Le Tribunal fédéral analyse la qualité pour recourir de la ville de Willisau à l'aune de ces principes.

  1. Concernant l'art. 89 al. 2 let. c LTF, le Tribunal constate que la ville de Willisau n'a pas invoqué une violation de son autonomie communale garantie par la Constitution lucernoise (art. 68 al. 2 Cst./LU). En raison du principe de l'allégation qualifiée (art. 106 al. 2 LTF), le Tribunal fédéral ne peut pas examiner cette question de sa propre initiative. Cette voie de recours est donc fermée.

  1. Concernant l'art. 89 al. 1 LTF, la ville de Willisau se prévaut explicitement de cette disposition, soutenant qu'elle remplit les deux variantes.

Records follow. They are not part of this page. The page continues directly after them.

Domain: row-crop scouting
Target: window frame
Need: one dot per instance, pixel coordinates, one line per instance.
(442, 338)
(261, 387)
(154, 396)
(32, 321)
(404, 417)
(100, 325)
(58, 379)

    1. Le Tribunal fédéral rejette l'argument selon lequel la ville serait touchée comme un particulier (première variante). La comparaison avec un promoteur privé qui préfinance des travaux n'est pas pertinente. En percevant des contributions de propriétaires fonciers, la ville exerce une prérogative de puissance publique et défend un intérêt purement fiscal. Cette situation est précisément celle que la jurisprudence exclut du champ d'application de cette première variante.

  1. Le Tribunal examine ensuite si la ville est touchée de manière qualifiée dans ses tâches de puissance publique (seconde variante). La perception de contributions causales est bien une tâche souveraine. Cependant, la ville ne démontre pas être "qualifiée" ou "considérablement" affectée.

  1. Sur la composante factuelle : La ville se contente de mentionner la valeur litigieuse d'environ CHF 380'000.-. Elle n'expose cependant pas l'importance relative de ce montant par rapport à son budget global. Un chiffre absolu, sans mise en contexte, ne suffit pas à démontrer un impact financier considérable.

  1. Sur la composante juridique : La ville ne démontre pas que la question de la prescription en droit cantonal des contributions a une portée préjudicielle ou qu'il existe une incertitude juridique majeure nécessitant une clarification par la plus haute instance judiciaire. La simple motivation financière de vouloir recouvrer une créance ne suffit pas à fonder un intérêt juridique qualifié. Le Tribunal fédéral précise également que la jurisprudence antérieure (notamment l'ATF 134 II 45) invoquée par la ville ne fonde pas une qualité pour recourir générale pour les communes agissant en tant que créancières de contributions causales.

Le Tribunal fédéral conclut que la ville de Willisau ne remplit les conditions d'aucune des voies de recours qui lui sont potentiellement ouvertes par l'art. 89 LTF. Sa qualité pour recourir doit donc être niée.

Issue

Le Tribunal fédéral déclare le recours irrecevable. Les frais de justice, d'un montant de CHF 3'000.-, sont mis à la charge de la ville de Willisau. Aucune indemnité de dépens n'est allouée aux propriétaires intimés, car aucun échange d'écritures n'a été ordonné et ils n'ont donc pas engagé de frais pour la procédure fédérale.